Precision Versus Accuracy

I was in the market for a new digital scale, mainly for the osmosis experiment where students must weigh dialysis tubes.  I found that my one digital scale just wasn’t enough for 20 students to gather data.  Unfortunately, digital scales you buy from scientific suppliers are often very expensive and I really don’t need the kind of precision required in chemistry experiments.   I broadened my search to Amazon, where I found an assortment of digital scales.   The first one I bought was a pocket scale that was about five dollars and works great, though it was a little on the small size and I worry about kids walking off with it.   The next one I bought was labeled as a kitchen scale on Amazon, and was much larger and had an appearance similar to ohaus scales.  Unfortunately, it only measured to whole numbers.  Weird!   I almost sent it back but decided that I could still use it to explain the difference between accuracy and precision in measurements.  The scale is accurate, but it isn’t very precise.   Shown below are 20g weights on the kitchen scale and on the pocket scale.



Accuracy: the degree at which the result of a measurement conforms to a correct value; basically it means that the value measured is close to the expected or target measurement. If it were a bulls-eye, you would be close to the center.

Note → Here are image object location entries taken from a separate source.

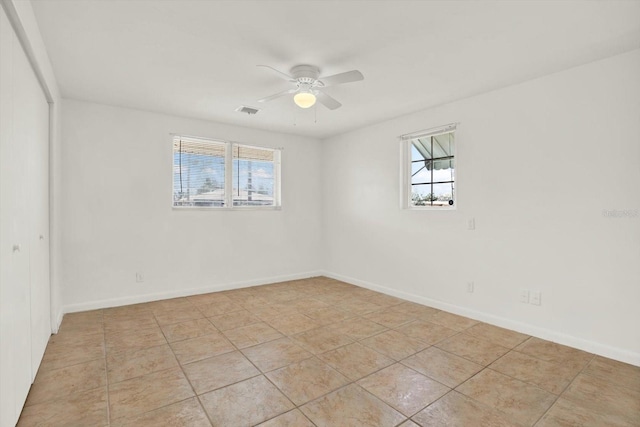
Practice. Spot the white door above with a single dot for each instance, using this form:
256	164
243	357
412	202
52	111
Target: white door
36	128
24	212
16	293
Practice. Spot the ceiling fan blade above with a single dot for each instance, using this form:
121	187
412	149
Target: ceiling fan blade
277	95
278	73
338	79
328	101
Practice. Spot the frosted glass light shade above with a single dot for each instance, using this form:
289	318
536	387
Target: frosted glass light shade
304	99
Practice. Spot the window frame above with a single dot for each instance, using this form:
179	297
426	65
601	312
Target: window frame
406	163
228	176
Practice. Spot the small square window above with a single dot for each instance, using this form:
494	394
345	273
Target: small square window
430	170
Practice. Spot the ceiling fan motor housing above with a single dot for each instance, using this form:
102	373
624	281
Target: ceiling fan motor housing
305	72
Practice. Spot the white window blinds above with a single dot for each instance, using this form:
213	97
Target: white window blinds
198	172
216	174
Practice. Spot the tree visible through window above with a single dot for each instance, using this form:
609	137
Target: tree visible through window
201	179
433	170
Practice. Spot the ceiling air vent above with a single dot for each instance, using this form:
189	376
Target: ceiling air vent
247	110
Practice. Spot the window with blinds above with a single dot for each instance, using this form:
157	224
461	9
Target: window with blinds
253	176
219	174
430	168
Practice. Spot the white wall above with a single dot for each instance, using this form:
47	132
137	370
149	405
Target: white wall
537	165
117	217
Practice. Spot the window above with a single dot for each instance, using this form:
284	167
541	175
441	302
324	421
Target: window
430	169
219	174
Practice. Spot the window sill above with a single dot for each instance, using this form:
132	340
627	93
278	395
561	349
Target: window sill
234	208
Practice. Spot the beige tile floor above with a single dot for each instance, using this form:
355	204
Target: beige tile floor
316	352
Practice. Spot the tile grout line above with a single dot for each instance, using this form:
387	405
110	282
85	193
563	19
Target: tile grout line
184	374
565	389
106	369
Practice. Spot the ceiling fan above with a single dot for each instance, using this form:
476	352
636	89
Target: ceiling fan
309	85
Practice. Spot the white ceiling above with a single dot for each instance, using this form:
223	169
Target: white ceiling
198	58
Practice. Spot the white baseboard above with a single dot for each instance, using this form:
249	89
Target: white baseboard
135	299
57	321
542	333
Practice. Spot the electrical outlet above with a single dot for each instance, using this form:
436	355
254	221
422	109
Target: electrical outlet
536	298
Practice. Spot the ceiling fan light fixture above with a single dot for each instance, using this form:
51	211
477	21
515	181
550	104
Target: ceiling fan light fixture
304	99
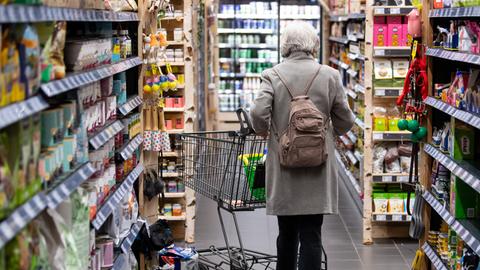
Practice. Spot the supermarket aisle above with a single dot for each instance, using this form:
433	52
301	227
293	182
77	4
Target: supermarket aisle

Precision:   Precision is  a measurement of how often you get the same measurement over and over again, or how close the measured values are to each other.

Precision also refers to a numeric value that describes the number of digits (or significant figures) or decimal places in a measurement.    2.42  is a more precise number than 2.4.

Accuracy and Precision

So when it comes to buying equipment and lab supplies from amazon, definitely read the fine print.  The low-precision scale will not work for any of my labs, but I can still use it in demonstrations.  I also wonder how great of a job it would do for cooking, it seems to round down in odd ways:  a 2.5 weight was measured as 2.0.